Tuesday 7 July 2009

The adventures of Sir Whingealot Farty Pants

Woke up, had a whinge. Bashed mummy with a book. Gave penguin a drink. Ate a few cornflakes and a bit of bread, didn't fancy the jam though. Had a whinge. Mummy starts doing something up on the worktop. I can't see what's going on. I have a whinge. See satsuma, squeal, get satsuma. Finished it, whinge a bit more. Mummy disappears out of the front door. Have a really big squeal. She comes back with a sling and chucks me on her back. I whinge a bit and squirm while she's doing it. Oh, I can see what she's doing on the worktop now. She says she's making bolognese sauce for lunch. She gives me a piece of diced carrot. It's a bit hard when you don't have many teeth. I squirm about a bit to get a better view, and dig my toes into her back to get up higher.
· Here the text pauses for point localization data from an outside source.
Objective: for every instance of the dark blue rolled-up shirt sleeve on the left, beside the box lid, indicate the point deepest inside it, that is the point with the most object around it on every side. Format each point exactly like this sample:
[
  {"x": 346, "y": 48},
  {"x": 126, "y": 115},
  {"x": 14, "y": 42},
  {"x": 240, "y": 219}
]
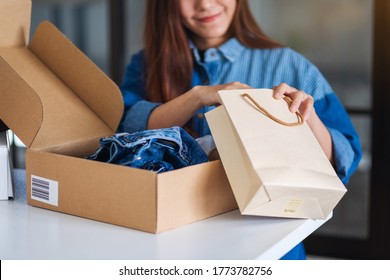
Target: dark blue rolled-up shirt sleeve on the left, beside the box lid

Feeling a bit tired now though. Big sigh. Yay, she's put the picture box in the corner of the living room on. I can chill out while I stare at that. Can't even be bothered to whinge any more.

Back out of the sling, sitting on mummy's knee watching the box. Mmm, comfy. Oh, now mummy says we can't sit here all day and that if I'm not going to sleep she'll have to go and have a shower and get dressed. I don't know how long we've been sitting here. I like clocks, but I can't tell the time, I'm only 17 months old. We're going upstairs now, she's put me down on the landing. Time for a whinge. She's putting the shower on. Ooh, a crocodile. Where's mummy? She's in the shower, think I'll hand her her pyjamas, that'll be helpful. Why is she hanging them over the top of the bathroom door instead of putting them on? I'll try the towel. She's actually using it. I want it back now, want to hide under it. Whinge, want towel. Got the towel. I'm hiding mummy. Mummy's gone, where's she hiding? Whinge. She's getting dressed. I want to climb on the bed and look out of the window. Can't. Whinge. I'll go into the bathroom and climb on the toilet instead. Might stick my tongue out and lick the lid while I'm about it, wonder when she cleaned it last. Aarrgh, where's my sleepsuit gone? Ooh, where's the world gone? Ah, there it is over the top of my t-shirt.

We're off downstairs again. Ooh a satsuma. Mummy says I've already had one and can't have another. Whinge. Now we're getting in the car. Don't want to. Whinge. Off we go. Sleepy, sleepy, asleep.

Mummy can report that Sir Whingealot Farty Pants is now asleep dreaming of fierce crocodiles. It is 10am. Time for a cuppa.